The following code defines sort of custom operator imp. It works almost correctly.
local function _imp(x, y)
if x == 1 and y == 0 then return 0
else return 1 end
end
local tmp = {}
local imp = {}
local imp_mult= {
__mul = function(a,b)
if b==imp then
tmp[1]=a
return tmp
elseif a == tmp then
return _imp(tmp[1], b)
end
end
}
setmetatable(tmp, imp_mult)
setmetatable(imp, imp_mult)
_G.imp = imp
print("0 imp 0 evaluates to ", 0*imp*0)
print("1 imp 0 evaluates to", 1*imp*0)
print("0 imp (1 imp 0) evaluates to", 0*imp*((1*imp*0)))
The above code outputs to
0 imp 0 evaluates to 1
1 imp 0 evaluates to 0
0 imp (1 imp 0) evaluates to 0
The first two answers are correct. However the expected answer for last expression is 1 as 0*imp*0 evaluates to 1 and 1*imp*0 evaluates to 0. Where is the mistake? How the definition of imp_mult can be improved to get expected answer?
The value of tmp[1] will be overwritten.
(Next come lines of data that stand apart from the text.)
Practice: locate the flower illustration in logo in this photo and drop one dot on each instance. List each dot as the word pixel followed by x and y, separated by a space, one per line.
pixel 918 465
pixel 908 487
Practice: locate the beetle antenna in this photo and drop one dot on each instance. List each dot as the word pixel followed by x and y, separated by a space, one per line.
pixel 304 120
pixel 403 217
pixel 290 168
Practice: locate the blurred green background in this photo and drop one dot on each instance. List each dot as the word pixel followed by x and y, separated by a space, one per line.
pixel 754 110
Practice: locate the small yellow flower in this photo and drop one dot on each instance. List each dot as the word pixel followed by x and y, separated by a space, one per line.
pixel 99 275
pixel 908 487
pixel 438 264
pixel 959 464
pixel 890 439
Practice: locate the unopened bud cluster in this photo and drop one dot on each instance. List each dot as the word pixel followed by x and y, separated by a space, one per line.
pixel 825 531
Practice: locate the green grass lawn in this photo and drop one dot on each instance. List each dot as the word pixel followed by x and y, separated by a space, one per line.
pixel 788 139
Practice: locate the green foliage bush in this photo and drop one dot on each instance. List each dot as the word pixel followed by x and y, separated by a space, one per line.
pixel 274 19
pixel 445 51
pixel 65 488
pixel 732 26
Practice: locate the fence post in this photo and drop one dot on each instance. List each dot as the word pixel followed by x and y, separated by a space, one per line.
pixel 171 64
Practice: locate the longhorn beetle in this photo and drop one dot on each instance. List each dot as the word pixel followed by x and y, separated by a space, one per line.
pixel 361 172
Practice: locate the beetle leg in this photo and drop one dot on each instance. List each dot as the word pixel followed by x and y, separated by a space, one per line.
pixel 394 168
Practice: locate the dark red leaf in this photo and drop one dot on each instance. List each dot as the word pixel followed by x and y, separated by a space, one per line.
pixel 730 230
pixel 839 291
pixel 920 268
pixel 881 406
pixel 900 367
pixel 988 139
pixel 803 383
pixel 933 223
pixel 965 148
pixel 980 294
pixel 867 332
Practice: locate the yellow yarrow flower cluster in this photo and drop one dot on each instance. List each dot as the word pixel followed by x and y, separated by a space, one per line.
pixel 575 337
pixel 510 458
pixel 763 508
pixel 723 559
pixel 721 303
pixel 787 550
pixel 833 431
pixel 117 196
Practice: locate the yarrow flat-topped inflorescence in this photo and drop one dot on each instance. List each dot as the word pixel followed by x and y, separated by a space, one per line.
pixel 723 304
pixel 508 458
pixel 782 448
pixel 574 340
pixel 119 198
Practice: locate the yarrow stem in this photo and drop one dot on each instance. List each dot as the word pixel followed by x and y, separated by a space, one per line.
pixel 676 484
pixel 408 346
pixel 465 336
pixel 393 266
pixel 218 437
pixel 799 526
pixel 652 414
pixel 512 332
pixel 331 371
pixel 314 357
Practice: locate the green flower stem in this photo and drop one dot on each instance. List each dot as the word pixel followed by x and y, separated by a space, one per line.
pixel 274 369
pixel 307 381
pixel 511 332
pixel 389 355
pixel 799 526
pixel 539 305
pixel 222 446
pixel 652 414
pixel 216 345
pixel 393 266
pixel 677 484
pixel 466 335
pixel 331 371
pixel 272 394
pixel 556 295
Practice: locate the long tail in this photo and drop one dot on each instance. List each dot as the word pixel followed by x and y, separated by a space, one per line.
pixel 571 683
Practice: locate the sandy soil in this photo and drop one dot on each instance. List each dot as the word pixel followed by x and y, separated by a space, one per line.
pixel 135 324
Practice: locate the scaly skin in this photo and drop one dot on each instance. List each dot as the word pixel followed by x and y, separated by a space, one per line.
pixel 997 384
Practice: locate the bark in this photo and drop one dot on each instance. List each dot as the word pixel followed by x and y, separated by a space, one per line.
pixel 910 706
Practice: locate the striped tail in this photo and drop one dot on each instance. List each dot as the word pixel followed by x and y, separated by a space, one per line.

Instead of 1, you should use a counter variable that is incremented before the operation is done (x * imp), and decremented when an operation is done (x * imp * y).
local function _imp(x, y)
if x == 1 and y == 0 then return 0
else return 1 end
end
local tmp = {}
local imp = {}
local depth = 0
local imp_mult = {
__mul = function(a,b)
if b==imp then
depth = depth + 1
tmp[depth] = a
return tmp
elseif a == tmp then
local v = _imp(tmp[depth], b)
depth = depth - 1
return v
end
end
}
setmetatable(tmp, imp_mult)
setmetatable(imp, imp_mult)
_G.imp = imp
print("0 imp 0 evaluates to ", 0*imp*0)
print("1 imp 0 evaluates to", 1*imp*0)
print("0 imp (1 imp 0) evaluates to", 0*imp*((1*imp*0)))
You can change the place of the assignment to use the 0th index if you want to.